Baking the streusel right on the cake precludes the need for frosting. Just be sure to use very ripe bananas. To preserve the fresh banana flavor and soft texture of this cake, freeze it the day it is baked, after it’s completely cooled.

OLD-FASHIONED

BANANA STREUSEL

CAKE

1/2 cup unsalted butter or margarine, softened

1 1/4 cups plus 2 tablespoons sugar

2 large eggs

2 teaspoons vanilla

1/3 cup buttermilk

1 1/2 cups pureed ripe banana (about 3 large ripe bananas)

1 3/4 cups cake flour

1 teaspoon baking soda

1 teaspoon baking powder

1/2 teaspoon salt

Streusel Topping

Cream butter and sugar in mixer until light and fluffy. Add eggs and beat until it flows easily, about 3 minutes. Add vanilla, buttermilk and banana, mix well to combine. Sift flour, baking soda, baking powder and salt. Add gradually to batter, mixing until very smooth.

Grease 9-inch square pan, then coat lightly with flour, tapping out any excess. Transfer batter to pan, smooth surface with spatula and sprinkle Streusel Topping evenly over surface.

Bake in center of oven at 350 degrees until medium brown and wood pick inserted in center comes out clean, about 45 minutes.
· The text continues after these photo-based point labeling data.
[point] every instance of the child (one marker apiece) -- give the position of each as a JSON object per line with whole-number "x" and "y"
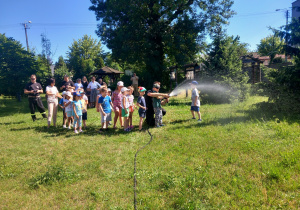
{"x": 77, "y": 110}
{"x": 105, "y": 105}
{"x": 125, "y": 108}
{"x": 195, "y": 107}
{"x": 61, "y": 104}
{"x": 157, "y": 97}
{"x": 142, "y": 104}
{"x": 84, "y": 101}
{"x": 117, "y": 101}
{"x": 68, "y": 108}
{"x": 131, "y": 106}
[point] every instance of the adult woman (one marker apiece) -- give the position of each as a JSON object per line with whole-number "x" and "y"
{"x": 93, "y": 86}
{"x": 117, "y": 101}
{"x": 52, "y": 95}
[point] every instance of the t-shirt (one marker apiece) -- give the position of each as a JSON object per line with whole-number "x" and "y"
{"x": 33, "y": 86}
{"x": 156, "y": 101}
{"x": 78, "y": 107}
{"x": 195, "y": 94}
{"x": 135, "y": 80}
{"x": 94, "y": 85}
{"x": 53, "y": 91}
{"x": 105, "y": 103}
{"x": 78, "y": 86}
{"x": 142, "y": 102}
{"x": 69, "y": 83}
{"x": 68, "y": 108}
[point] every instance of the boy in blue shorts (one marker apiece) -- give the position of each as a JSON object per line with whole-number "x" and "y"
{"x": 105, "y": 105}
{"x": 195, "y": 107}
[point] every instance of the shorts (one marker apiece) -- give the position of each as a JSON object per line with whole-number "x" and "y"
{"x": 124, "y": 114}
{"x": 195, "y": 108}
{"x": 84, "y": 116}
{"x": 105, "y": 118}
{"x": 117, "y": 108}
{"x": 69, "y": 114}
{"x": 142, "y": 113}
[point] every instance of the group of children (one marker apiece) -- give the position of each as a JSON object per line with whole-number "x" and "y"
{"x": 121, "y": 102}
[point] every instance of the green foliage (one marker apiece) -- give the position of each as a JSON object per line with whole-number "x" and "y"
{"x": 270, "y": 46}
{"x": 224, "y": 66}
{"x": 16, "y": 66}
{"x": 149, "y": 32}
{"x": 84, "y": 56}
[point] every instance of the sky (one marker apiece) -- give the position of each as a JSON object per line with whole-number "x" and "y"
{"x": 63, "y": 21}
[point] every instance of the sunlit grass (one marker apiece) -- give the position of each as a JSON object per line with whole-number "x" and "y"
{"x": 240, "y": 156}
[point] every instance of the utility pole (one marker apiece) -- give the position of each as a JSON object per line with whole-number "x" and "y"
{"x": 26, "y": 26}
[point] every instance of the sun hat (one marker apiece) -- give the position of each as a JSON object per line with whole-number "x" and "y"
{"x": 120, "y": 83}
{"x": 76, "y": 94}
{"x": 124, "y": 89}
{"x": 142, "y": 89}
{"x": 194, "y": 83}
{"x": 156, "y": 86}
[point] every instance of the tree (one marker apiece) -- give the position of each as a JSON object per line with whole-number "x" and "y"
{"x": 223, "y": 64}
{"x": 270, "y": 46}
{"x": 16, "y": 66}
{"x": 84, "y": 56}
{"x": 149, "y": 31}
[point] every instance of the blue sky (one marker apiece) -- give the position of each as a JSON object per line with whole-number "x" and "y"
{"x": 66, "y": 20}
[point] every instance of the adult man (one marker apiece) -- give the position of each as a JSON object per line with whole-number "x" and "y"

Let cool at least 30 minutes before serving. Makes 1 (9-inch) cake.

Streusel Topping

1/4 cup unsalted butter or margarine, cut in tablespoon-size pieces

1/2 cup cake flour

1/3 cup sugar

2 tablespoons light brown sugar

Dash salt

Combine flour, sugar, brown sugar and salt in bowl. Cut in butter until size of tiny peas. Use food processor or pastry blender.